The School of Science & Engineering is hosting a seminar series for the fall and spring semester. Seminars are scheduled on Fridays from noon to 1:00 pm in room 205. Below is a list of seminar talk announcements with the associated times and dates for the presentation.
This talk will discuss how the features of cloud computing can be combined with machine-generated big data to provide companies, government organizations, and academia with a vast array of cyber security insights to protect your valuable assets, including features not often exploited. Using a multitude of sensor points and advanced analytic engines, cyber defense can be strengthened and insider threat awareness can be expanded-all while improving daily infrastructure knowledge and understanding.

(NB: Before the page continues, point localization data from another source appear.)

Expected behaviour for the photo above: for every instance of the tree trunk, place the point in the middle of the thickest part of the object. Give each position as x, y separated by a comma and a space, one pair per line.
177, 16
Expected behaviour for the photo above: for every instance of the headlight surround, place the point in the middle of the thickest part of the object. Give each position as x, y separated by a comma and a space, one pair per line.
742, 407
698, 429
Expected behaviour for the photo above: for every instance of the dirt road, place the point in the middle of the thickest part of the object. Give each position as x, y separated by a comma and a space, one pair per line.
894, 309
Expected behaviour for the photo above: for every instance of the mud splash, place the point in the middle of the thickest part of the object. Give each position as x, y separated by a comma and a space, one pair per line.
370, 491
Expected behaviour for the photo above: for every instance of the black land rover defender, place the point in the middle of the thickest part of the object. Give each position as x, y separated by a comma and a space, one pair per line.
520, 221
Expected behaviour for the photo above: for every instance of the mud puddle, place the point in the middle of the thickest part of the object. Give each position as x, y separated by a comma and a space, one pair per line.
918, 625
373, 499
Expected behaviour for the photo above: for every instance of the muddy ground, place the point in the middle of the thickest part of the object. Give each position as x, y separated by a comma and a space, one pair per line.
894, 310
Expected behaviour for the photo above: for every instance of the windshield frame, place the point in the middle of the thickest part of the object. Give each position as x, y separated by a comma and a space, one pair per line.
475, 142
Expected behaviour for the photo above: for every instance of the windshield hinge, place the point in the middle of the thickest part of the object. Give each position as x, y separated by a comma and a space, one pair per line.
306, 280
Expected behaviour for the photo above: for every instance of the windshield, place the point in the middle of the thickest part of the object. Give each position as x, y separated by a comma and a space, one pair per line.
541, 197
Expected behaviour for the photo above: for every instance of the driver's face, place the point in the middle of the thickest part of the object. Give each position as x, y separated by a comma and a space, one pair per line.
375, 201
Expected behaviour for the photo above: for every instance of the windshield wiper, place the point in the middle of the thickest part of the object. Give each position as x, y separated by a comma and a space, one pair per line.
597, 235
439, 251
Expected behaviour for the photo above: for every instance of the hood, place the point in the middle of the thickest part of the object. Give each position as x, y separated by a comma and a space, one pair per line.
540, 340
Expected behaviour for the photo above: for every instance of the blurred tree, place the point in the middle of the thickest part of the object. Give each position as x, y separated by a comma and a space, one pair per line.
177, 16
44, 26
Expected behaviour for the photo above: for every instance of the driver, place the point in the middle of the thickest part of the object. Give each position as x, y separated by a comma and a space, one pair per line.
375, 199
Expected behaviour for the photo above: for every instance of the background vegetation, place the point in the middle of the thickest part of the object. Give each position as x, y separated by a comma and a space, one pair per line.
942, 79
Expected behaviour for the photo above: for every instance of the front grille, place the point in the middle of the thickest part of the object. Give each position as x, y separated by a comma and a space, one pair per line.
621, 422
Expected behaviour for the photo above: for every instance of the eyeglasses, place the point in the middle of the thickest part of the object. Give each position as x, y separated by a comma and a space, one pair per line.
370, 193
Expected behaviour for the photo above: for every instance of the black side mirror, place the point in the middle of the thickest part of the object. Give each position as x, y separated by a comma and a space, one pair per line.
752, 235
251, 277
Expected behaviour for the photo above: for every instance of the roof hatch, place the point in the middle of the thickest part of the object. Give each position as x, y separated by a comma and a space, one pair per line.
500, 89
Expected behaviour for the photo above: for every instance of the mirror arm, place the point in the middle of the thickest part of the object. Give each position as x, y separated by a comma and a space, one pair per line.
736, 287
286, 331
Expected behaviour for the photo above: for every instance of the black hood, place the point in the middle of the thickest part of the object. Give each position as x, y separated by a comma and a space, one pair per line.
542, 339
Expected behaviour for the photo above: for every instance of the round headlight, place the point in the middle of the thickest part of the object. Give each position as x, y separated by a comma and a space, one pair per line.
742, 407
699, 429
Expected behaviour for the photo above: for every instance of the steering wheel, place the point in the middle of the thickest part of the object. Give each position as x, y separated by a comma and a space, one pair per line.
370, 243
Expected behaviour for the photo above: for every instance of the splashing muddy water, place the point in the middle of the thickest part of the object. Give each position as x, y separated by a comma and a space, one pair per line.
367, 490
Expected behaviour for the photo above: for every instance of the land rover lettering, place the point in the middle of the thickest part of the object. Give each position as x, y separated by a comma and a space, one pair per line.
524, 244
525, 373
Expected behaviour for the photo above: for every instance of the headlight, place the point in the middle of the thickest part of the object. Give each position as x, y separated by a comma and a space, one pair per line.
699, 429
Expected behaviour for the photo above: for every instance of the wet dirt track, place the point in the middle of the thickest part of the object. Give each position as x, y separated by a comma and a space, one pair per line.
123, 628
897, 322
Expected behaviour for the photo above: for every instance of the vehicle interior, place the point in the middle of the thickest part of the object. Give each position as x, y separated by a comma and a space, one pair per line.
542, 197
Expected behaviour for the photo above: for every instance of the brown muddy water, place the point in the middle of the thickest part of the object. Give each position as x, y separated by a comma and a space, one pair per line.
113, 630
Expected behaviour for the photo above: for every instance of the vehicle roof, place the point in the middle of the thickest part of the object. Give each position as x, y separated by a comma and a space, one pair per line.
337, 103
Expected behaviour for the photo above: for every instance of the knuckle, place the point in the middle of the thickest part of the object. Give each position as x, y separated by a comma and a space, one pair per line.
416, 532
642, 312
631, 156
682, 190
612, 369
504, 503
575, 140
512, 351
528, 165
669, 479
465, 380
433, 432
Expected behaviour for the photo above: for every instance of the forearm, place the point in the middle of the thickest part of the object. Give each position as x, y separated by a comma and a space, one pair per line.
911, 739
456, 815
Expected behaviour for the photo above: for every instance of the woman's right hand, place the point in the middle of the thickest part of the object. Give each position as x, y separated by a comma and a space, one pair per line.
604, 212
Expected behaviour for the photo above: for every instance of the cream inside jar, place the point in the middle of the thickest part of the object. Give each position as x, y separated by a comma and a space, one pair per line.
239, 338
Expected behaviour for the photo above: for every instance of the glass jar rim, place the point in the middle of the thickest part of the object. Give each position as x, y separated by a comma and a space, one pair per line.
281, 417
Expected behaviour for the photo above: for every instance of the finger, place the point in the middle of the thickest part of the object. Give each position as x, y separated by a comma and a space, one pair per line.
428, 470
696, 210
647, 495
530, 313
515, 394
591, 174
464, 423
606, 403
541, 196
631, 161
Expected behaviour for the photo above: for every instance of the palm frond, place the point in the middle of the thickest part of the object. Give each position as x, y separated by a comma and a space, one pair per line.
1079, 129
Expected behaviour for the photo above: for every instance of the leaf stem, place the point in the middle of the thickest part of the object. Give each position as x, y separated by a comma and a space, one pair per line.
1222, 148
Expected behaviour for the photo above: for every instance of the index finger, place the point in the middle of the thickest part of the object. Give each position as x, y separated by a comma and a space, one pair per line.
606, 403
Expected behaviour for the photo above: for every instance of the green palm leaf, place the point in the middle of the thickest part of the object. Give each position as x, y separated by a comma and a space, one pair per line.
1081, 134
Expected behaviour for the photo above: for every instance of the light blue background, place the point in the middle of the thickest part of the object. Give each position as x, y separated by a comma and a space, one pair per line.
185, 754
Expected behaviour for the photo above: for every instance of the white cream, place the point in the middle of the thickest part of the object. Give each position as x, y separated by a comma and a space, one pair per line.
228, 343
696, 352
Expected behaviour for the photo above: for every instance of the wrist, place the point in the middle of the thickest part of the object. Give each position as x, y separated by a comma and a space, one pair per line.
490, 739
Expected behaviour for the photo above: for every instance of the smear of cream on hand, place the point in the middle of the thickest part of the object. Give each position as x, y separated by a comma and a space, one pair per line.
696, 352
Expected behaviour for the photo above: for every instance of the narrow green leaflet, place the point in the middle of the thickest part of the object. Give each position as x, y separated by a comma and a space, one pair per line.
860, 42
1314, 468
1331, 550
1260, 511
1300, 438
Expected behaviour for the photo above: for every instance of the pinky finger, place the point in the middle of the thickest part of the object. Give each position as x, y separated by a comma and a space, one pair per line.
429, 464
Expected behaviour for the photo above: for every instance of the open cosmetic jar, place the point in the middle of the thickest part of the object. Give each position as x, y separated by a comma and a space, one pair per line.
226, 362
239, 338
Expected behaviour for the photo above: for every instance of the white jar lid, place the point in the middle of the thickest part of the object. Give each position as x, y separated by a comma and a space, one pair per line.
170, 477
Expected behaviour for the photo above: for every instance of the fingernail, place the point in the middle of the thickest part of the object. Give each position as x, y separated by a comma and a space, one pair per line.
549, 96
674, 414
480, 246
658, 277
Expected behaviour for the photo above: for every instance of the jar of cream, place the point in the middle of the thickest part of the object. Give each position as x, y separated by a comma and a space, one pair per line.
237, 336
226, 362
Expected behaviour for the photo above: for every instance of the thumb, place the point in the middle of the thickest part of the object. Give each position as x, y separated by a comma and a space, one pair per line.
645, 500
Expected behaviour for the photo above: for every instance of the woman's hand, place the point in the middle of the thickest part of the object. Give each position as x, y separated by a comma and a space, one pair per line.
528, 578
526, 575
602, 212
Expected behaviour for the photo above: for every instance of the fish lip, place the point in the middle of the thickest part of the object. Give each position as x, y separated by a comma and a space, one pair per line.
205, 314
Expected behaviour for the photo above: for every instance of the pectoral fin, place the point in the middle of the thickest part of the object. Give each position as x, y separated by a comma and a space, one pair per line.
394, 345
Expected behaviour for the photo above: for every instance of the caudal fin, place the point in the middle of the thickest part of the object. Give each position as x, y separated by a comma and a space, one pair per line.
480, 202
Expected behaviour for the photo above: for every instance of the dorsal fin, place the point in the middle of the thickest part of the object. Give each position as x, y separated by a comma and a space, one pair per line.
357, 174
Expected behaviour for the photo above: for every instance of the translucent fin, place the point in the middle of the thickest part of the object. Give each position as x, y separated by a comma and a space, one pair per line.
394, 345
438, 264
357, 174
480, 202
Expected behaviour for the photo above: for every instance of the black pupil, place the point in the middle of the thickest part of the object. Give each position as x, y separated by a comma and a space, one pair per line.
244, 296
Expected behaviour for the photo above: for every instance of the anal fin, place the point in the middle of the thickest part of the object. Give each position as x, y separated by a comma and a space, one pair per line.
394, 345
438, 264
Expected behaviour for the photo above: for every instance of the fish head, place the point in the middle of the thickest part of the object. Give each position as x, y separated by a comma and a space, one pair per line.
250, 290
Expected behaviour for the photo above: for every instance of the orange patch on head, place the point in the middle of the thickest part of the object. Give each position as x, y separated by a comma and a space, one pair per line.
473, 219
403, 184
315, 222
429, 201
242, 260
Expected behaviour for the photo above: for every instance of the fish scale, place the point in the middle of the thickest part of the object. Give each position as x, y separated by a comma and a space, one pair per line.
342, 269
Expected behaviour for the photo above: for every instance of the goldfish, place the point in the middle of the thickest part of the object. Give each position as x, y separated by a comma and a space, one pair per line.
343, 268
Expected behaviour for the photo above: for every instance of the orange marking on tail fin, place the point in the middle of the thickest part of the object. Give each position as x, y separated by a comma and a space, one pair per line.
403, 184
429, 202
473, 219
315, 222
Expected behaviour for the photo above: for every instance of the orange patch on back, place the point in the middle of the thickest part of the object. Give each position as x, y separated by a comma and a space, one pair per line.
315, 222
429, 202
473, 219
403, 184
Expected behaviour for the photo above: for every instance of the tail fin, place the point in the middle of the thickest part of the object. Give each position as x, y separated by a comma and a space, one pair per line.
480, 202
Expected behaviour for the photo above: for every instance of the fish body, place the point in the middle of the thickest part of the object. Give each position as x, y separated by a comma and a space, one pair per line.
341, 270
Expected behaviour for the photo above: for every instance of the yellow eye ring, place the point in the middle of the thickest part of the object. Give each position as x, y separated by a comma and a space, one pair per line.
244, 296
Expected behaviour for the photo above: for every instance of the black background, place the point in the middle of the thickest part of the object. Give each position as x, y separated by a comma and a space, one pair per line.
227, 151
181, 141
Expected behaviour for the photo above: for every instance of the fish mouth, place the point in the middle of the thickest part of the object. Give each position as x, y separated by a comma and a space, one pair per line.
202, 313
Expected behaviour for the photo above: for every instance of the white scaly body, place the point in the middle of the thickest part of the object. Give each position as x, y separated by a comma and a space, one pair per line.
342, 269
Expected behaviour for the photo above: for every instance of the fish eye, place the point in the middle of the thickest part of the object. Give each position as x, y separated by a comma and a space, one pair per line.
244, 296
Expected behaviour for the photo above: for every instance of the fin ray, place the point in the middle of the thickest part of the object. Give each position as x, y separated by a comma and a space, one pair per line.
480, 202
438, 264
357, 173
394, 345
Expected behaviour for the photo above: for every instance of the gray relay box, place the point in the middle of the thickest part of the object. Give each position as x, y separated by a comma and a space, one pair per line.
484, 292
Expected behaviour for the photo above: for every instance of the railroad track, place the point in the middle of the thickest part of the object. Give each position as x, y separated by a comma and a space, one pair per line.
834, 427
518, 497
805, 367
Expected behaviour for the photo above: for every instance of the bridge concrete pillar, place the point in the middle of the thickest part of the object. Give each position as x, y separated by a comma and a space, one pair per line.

With a dramatic increase in cyber threads over the last decade, government and industry alike have recognized the pressing need to combat cyber attacks on networks and systems threatening disruption of critical operations and exposure of private information. Educational institutions play an important role in 1) researching technology that improve resiliency of network and systems and 2) growing a workforce that understands cyber security challenges and can study and combat cyber attacks. The UWF Cyber Security Battle Lab is a designated space in the School of Science & Engineering designed for collaborative, inter-disciplinary learning and research. The lab is facilitated with state-of-the art network and computing equipment to conduct a range of different experiments on systems and networks in a controlled and isolated environment. It allows faculty to simulate different real-world system configurations and expose students to various experimental settings for hands-on experience in cyber security. This talk describes the lab's infrastructure and the new software tools and tutorials that have been built to study and monitor cyber attacks along with appropriate defense strategies. Results from a number of experiments conducted in the new lab will be presented. The talk concludes with future directions for the Battle Lab space in the broader context of the UWF Cyber Security initiative.
Information discovery has been transformed by the web, and the impact on how information is gathered, published, and delivered has been profound. Web search is one form of discovery, and is preferred when a user has a specific objective. It is less effective when the user intent is weak, typically the case when visiting a website in the browse mode. Examples include news recommendation, product recommendation, movie recommendation, and many more. Algorithmically matching items to users to maximize user satisfaction is essential to scale such large scale systems. Furthermore, these systems are dynamic with both user preferences and item inventory changing over time, hence the matching algorithms must adapt automatically. But feedback to directly measure and optimize customer satisfaction on an ongoing basis is hard to obtain. A practical approach that is often pursued is to optimize readily available proxies like click-through rates, time spent post-click, purchase rates, and so on. Such optimization can be performed by using large scale machine learning and statistical models.
In this talk, I will describe the art of constructing proxies that are typically used by large consumer centric web companies, and the the science of optimizing such proxies through machine learning and statistical methods. The talk would illustrate concepts through real-world applications I have deployed at both Yahoo! and LinkedIn. Other than machine learning and statistics, I will also discuss some of the engineering and business challenges.
"Knowledge Representation" is traditionally seen within the Computer Science community as a means of expressing knowledge that is suitable for machine processing. In this talk we view knowledge representation as a mediating representation between humans, without an aim for formality. We will show through real-world examples how concept maps as a knowledge representation tool can be used by people of all ages and cultures from pre-schoolers to scientists, and how it is a powerful learning and knowledge sharing tool for all domains of knowledge.
Many human-machine tasks could benefit from bidirectional interaction between the system and the operator. The application space drives the process of solution design. For a given environment, the process may include cognitive task analysis, concept mapping and system modeling to identify interaction bottlenecks between the human machine team before ever attempting to implement a solution. This provides an opportunity to investigate the solution space before committing assets to hardware. This guides the creation of a physical embodiment to address the systemic bottlenecks. The final step requires validation of the solution through demonstration of changes in cognitive effort. We will discuss this multistep process in the context of recent projects.
Electric motors look like black boxes with wires and a shaft. They obey to physics laws, particularly Maxwell's laws. Mainly two factors make their design evolve: the new material (permanent magnets, insulation) and the capability to use efficient models. More and more often, motors are designed for a specific application, including the integration in the global system. On the other hand, a motor is in fact an electric drive, including transmission, power and control electronic. If a fine design requests experience and specific knowledge, efficient tools exist in order to make the best pre-choices in a systemic approach. First, it is important to understand that a motor is a torque generator; this torque, in relation with the motor type, defines the motor size. Second, Scaling Laws are a simple methodology which allows understanding better the properties and the limits of specific motors. They also offer the possibility to compare the motor types and the structures, such as internal and external rotor.
Application to electric vehicles implies specific constraints such as mass, volume, reliability, thermal aspects, etc. Generally, a classical vehicle (gas) has 40 to 80 electric motors and activators: weepers, starter, battery generator, air conditioning, fan, door closing, etc. For an electric car one or two power electric motors are added and offer more flexibility and control possibilities. Design criteria are presented according to the applications.